Incorrect length adjustment for drive_file comment field
💡 Summary
When I lookup a post with a file that has an alt text with over 512 characters that uses special characters like combined emoji characters, Misskey truncates that text to 512 characters.
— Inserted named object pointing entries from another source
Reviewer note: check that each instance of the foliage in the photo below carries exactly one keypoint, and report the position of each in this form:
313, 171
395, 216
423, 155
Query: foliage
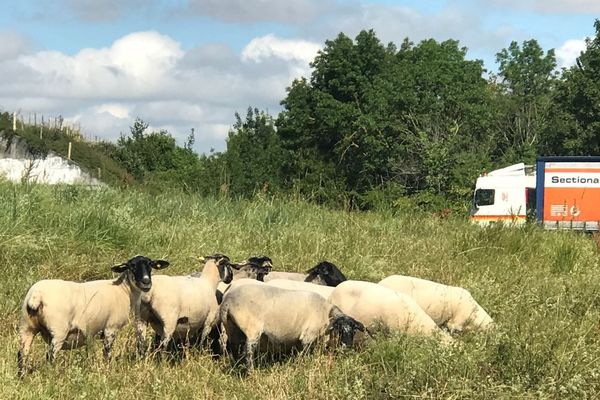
524, 99
91, 157
253, 155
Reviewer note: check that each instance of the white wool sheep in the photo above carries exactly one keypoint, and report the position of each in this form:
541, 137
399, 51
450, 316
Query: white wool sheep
324, 273
284, 319
380, 308
324, 291
68, 313
243, 271
449, 306
181, 307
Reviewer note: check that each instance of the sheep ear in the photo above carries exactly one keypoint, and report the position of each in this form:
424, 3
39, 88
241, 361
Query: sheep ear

However, because of the Unicode, the text is in fact longer than that when inserted into the database, causing a database error.
🥰 Expected Behavior
The text truncation should make sure that it does not exceed the length limit in Postgres.
🤬 Actual Behavior
The text truncation does not shorten the text enough.
📝 Steps to Reproduce
- Fetch a post with alt text that has emojis and is longer than 512 characters, example: https://hollo.x27.one/@aliceif/019782b1-c610-7340-bbd2-130db8e5fa2f
- It is not fetched, you can see the Database error in the logs.
💻 Frontend Environment
* Model and OS of the device(s): Asus Vivobook OLED M3401QC - Windows 11
* Browser: Microsoft Edge
* Server URL: mkultra.x27.one
* Misskey: 2025.6.3
🛰 Backend Environment (for server admin)
* Installation Method or Hosting Service: Manual from git
* Misskey: 2025.6.3
* Node: 22.16
* PostgreSQL: 17
* Redis: 8.0.2
* OS and Architecture: Ubuntu 24.04.2 LTS, ARM64
Do you want to address this bug yourself?
- [ ] Yes, I will patch the bug myself and send a pull request
I think more specifically this is related to emojis made out of multiple codepoints such as 👩🏻💻or in the example post🏳️⚧️ and how packages/backend/src/misc/truncate.ts uses stringz, which counts by grapheme and not by Unicode codepoint.
triage: 以下のような状況でしょうか?
- frontend: 512 書記素クラスタ に切り捨てる
- backend の DB: 512 コードポイント までで表せる文字列を期待
- 症状: 2コードポイント以上で表される1書記素クラスタを入力して512書記素クラスタを持つ文字列をaltに設定するとDBエラーになる
- 改善するべき点: 書記素クラスタではなくコードポイントで数えるべき
Yes, that sounds correct. Except it happened to me not with a file created in the frontend but from an incoming message from another server (non-Misskey) which appeared as failed in the logs.